Most facilities have a dedicated heating system. There’s usually a massive furnace, boiler, or even an array of them. It costs a lot of money to heat a whole facility. The bigger a facility is, the bigger the heating bill. There’s just no getting around it. Or is there?
Use What You Have
There are other ways to heat a facility that are gentler on your wallet. Consider that every piece of equipment, fixture, and person is a source of heat. The laws of thermodynamics state that energy moves from higher to lower concentration, it tries to equalize. If you put one person into a confined, but cool space, their body heat will eventually warm the space up. If you get under freezing blankets, the blankets keep the heat in and increase the temperature.

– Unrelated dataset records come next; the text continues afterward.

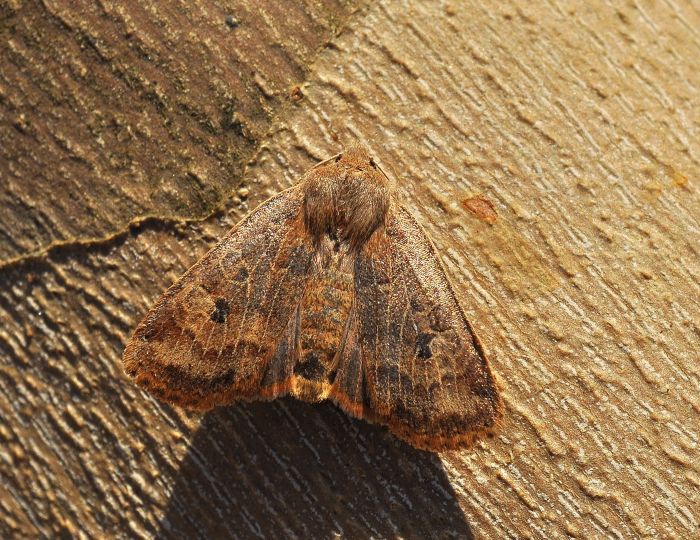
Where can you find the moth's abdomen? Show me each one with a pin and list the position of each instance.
(325, 307)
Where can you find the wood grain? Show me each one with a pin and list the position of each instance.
(579, 123)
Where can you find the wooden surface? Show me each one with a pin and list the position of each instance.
(579, 122)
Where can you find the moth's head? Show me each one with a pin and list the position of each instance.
(346, 197)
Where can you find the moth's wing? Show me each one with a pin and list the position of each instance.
(228, 328)
(411, 360)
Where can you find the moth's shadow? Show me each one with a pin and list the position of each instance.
(286, 469)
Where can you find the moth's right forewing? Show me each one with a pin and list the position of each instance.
(212, 336)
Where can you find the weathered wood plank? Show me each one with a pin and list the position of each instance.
(580, 125)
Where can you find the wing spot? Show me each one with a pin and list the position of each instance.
(242, 275)
(423, 345)
(221, 310)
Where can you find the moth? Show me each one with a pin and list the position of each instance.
(328, 290)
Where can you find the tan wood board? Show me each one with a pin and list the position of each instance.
(579, 125)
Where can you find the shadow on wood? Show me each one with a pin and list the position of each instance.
(288, 469)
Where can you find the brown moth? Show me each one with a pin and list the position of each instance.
(328, 290)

This heating effect extends beyond people. It applies to equipment. Almost every light is going to generate heat (LEDs don’t generate as much heat, they’re very efficient). If your facility has a lot of heat generating equipment, that can be used to heat the air around it and raise the net temperature of the facility.
In these set ups, it’s also possible to take advantage of solar heating, without installing any significant equipment. If you want to heat water with the sun, you need equipment to store and heat the water. Air on the other hand, isn’t anywhere near as hard to heat. Install some skylights and ensure there’s some dark colors for the sun to shine on (and create heat from). Admittedly, it may require large skylights to heat a facility, but the net result is improving the interior lighting (reducing your electric bill and improving the appeal of the facility to customers) and creating a ton of heat.

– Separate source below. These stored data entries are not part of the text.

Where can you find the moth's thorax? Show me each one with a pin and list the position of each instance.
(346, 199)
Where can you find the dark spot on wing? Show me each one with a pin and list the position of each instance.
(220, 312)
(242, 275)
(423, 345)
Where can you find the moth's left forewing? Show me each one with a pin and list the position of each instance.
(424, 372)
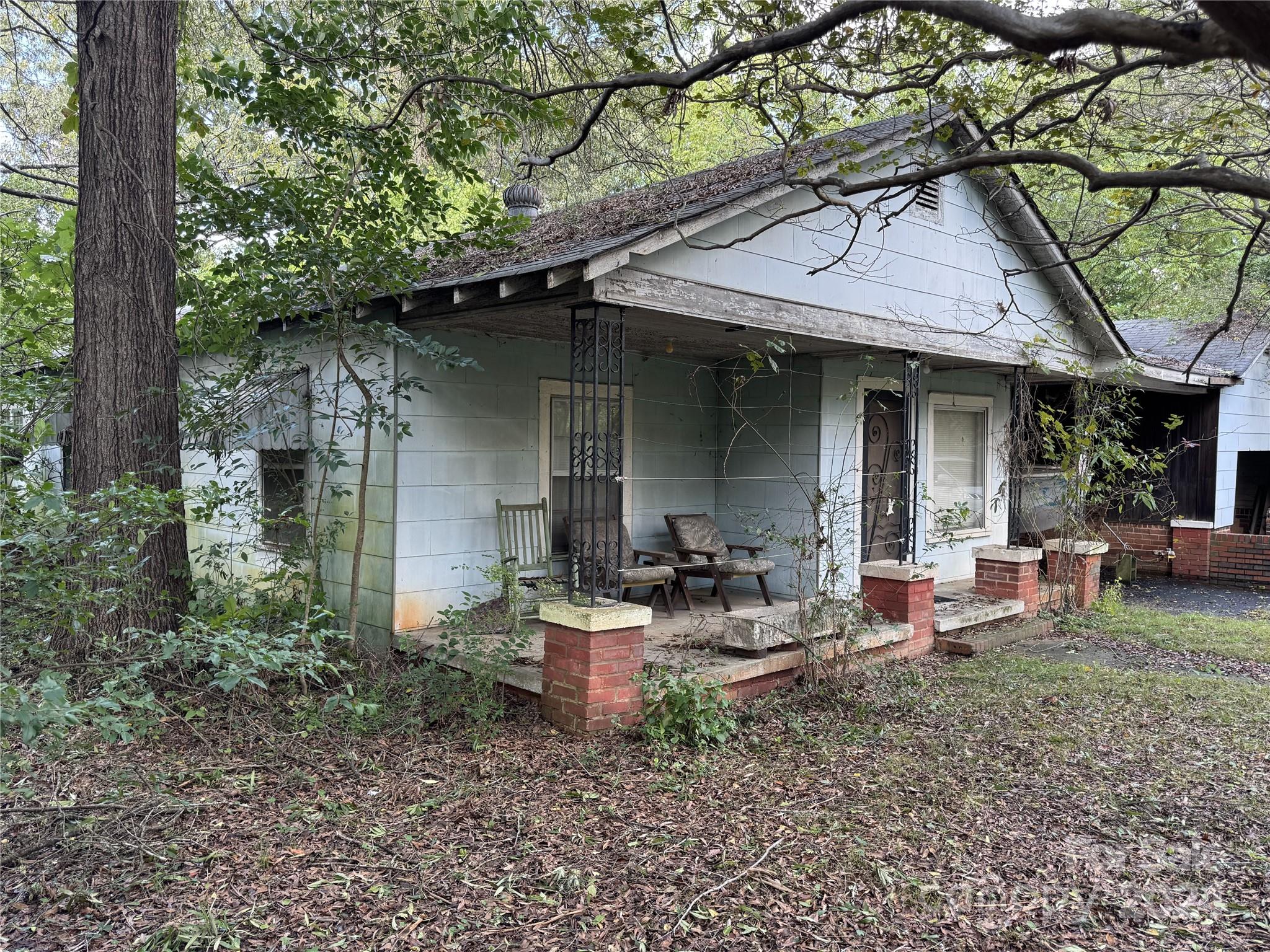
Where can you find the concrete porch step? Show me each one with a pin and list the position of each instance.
(974, 643)
(966, 610)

That’s three heat sources: employees and customers, equipment producing waste heat, and using natural lighting. The last part of this strategy is to ensure there’s lots of insulation. This heating strategy relies on building up numerous small heat sources until its enough for the whole facility. Every watt lost is going to be a pretty significant loss.
Too Good To Be True?
At first glance, it’s easy to dismiss this approach to heating, except that it’s already been done. The Mall of America, located in Bloomington, Minnesota does not use a significant central heating system. The core of their heating uses skylights, waste heat, and body heat from their customers and employees to maintain a seventy degree environment year round.

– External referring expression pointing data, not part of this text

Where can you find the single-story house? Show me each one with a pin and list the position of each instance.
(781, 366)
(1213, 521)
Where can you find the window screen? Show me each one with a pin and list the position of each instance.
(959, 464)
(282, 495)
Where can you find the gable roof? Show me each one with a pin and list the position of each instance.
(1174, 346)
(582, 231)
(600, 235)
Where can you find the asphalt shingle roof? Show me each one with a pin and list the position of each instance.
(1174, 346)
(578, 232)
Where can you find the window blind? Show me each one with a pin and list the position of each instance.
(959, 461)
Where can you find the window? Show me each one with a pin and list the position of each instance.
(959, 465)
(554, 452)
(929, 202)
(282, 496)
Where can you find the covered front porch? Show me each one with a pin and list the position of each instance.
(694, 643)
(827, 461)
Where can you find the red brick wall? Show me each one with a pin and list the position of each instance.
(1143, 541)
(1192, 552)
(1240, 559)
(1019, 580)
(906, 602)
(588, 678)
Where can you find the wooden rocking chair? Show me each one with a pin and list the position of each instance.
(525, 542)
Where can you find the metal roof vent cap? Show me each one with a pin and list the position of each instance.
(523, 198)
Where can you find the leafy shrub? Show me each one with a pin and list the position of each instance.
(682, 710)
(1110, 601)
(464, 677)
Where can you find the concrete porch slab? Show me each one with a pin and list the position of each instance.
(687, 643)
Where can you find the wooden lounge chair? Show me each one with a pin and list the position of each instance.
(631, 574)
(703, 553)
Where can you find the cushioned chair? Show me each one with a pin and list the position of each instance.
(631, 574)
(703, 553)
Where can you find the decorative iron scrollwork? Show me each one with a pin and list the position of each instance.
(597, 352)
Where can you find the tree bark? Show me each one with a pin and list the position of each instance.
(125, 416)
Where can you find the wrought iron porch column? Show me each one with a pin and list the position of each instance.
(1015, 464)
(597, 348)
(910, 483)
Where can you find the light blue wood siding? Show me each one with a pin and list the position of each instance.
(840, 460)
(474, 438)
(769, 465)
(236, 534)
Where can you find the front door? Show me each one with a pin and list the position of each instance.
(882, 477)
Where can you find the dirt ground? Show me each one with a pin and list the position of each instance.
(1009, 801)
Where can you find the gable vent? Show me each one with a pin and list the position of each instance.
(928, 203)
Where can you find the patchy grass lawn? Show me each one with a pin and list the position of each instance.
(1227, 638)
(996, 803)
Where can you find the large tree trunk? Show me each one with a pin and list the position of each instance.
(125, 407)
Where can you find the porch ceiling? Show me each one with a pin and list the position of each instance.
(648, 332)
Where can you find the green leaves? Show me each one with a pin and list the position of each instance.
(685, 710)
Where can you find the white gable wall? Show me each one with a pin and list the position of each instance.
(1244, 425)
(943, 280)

The Mall states on their website:
MOA does not use a central heating system; instead, 70 degrees is maintained year-round with passive solar energy from 1.2 miles of skylights and heat generated from lighting, store fixtures and body heatMallofAmerica.com, February 2019
This approach to heating won’t work for every facility. Some building designs won’t be very accommodating. In other cases, it’s just not safe or feasible to capture the waste heat of industrial equipment. Considering the staggering savings, it’s something worth considering for every new facility and may even be a viable retrofit to existing ones.